The International Energy Agency says that “the rapid expansion of energy storage systems will be crucial” in reference to what it calls the “hourly variation” of electricity generation from solar energy. solar and wind power on the grid.
According to the IEA, investment in battery storage will reach nearly $10 billion globally in 2021 and is expected to reach nearly $20 billion by 2022.
In recent months, several large companies have entered the energy storage space.
Back in July, it was announced that Norway Equinor will achieve US-based battery storage developer, East Point Energy after signing an agreement to receive 100% of the company’s shares.
In August, Black stones indicates that a fund under the management of BlackRock Real Assets reached an agreement to purchase Akaysha Energy, an Australian company developing renewable energy and battery storage projects.
The potential for disruption of renewables was highlighted on Tuesday, as energy company SSE updated the market on both their outlook and recent performance.
Among other things, the business noted that “production was lower than expected, mainly due to the weather” which meant “total renewable production for the year to September 22 was about 13% lower than planned. .”

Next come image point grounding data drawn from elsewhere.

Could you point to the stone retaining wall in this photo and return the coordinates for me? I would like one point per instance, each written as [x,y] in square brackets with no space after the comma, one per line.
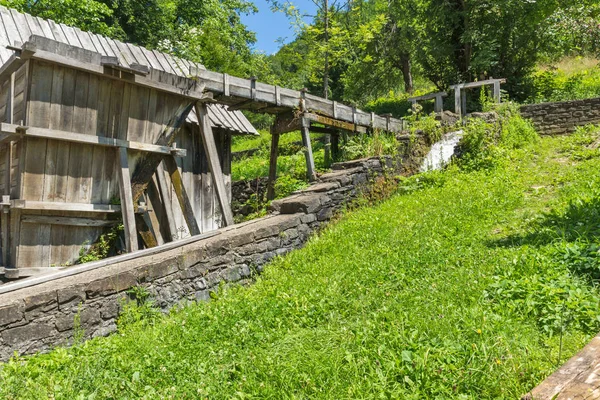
[562,117]
[40,317]
[241,191]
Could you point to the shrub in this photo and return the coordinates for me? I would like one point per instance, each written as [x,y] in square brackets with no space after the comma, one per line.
[483,143]
[373,144]
[554,85]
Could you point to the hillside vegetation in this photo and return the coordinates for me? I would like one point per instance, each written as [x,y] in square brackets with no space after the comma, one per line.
[475,282]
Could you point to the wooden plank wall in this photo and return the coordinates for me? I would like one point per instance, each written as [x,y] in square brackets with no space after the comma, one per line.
[57,171]
[12,179]
[198,181]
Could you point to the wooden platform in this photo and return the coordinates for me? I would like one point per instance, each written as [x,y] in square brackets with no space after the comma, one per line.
[578,378]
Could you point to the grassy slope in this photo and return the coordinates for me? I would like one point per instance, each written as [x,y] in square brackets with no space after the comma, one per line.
[291,160]
[392,302]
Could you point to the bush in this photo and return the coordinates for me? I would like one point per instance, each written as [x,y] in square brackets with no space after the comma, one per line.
[483,143]
[373,144]
[553,85]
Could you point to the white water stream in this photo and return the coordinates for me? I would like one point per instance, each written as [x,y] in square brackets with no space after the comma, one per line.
[441,152]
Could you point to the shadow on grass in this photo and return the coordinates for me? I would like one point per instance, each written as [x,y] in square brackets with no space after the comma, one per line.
[579,222]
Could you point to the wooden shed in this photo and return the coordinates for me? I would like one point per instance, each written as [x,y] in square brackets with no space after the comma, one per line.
[92,136]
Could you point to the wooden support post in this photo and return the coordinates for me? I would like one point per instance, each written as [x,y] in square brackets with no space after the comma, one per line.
[457,101]
[273,163]
[327,148]
[496,92]
[438,106]
[413,104]
[210,148]
[310,162]
[335,147]
[8,155]
[127,210]
[163,189]
[181,193]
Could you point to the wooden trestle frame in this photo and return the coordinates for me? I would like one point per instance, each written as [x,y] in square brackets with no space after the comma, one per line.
[294,110]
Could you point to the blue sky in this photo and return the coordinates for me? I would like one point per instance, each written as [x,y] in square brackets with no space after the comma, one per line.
[270,26]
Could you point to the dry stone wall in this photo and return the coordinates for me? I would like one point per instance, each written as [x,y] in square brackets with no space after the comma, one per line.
[40,317]
[562,117]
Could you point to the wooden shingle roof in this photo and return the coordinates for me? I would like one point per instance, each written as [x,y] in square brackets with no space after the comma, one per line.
[16,28]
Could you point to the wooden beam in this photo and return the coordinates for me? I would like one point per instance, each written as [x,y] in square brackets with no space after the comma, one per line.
[9,67]
[328,131]
[335,123]
[59,206]
[427,97]
[5,223]
[210,149]
[131,243]
[146,165]
[151,218]
[438,106]
[273,164]
[163,189]
[182,196]
[310,162]
[70,221]
[286,122]
[11,129]
[194,88]
[145,230]
[496,92]
[457,102]
[471,85]
[16,273]
[335,147]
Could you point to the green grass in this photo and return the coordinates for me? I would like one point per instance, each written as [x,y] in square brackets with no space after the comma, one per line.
[290,162]
[570,79]
[461,287]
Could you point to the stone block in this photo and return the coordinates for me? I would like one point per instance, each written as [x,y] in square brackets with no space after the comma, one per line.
[110,309]
[160,269]
[325,214]
[69,296]
[305,203]
[353,164]
[224,259]
[240,238]
[11,313]
[193,272]
[110,285]
[192,256]
[217,247]
[321,187]
[308,218]
[105,330]
[46,301]
[27,333]
[358,179]
[265,229]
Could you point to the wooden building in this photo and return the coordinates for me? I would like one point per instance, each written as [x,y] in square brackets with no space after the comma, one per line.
[95,131]
[69,135]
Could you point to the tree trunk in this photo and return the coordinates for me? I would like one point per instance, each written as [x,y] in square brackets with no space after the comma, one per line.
[407,72]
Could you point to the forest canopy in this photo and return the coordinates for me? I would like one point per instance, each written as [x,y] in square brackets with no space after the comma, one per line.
[357,50]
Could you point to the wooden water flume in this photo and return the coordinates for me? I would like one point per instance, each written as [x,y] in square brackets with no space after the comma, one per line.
[95,132]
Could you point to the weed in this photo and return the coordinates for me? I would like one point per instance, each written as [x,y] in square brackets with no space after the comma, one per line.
[102,248]
[463,285]
[140,310]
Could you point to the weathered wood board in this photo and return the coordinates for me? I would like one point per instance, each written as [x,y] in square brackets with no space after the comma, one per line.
[53,170]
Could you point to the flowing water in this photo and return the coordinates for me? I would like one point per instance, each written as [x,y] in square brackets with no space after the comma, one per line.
[441,152]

Scotland-based SSE said its “initial full-year guidance for adjusted earnings per share of at least 120 pence” was unchanged.
The company’s chief financial officer, Gregor Alexander, said: “Our well-balanced business structure has ensured strong business performance to date, however in volatile market conditions such as As such, full-year financial performance will be significantly impacted by plant availability, weather and commodity price movements,” it said.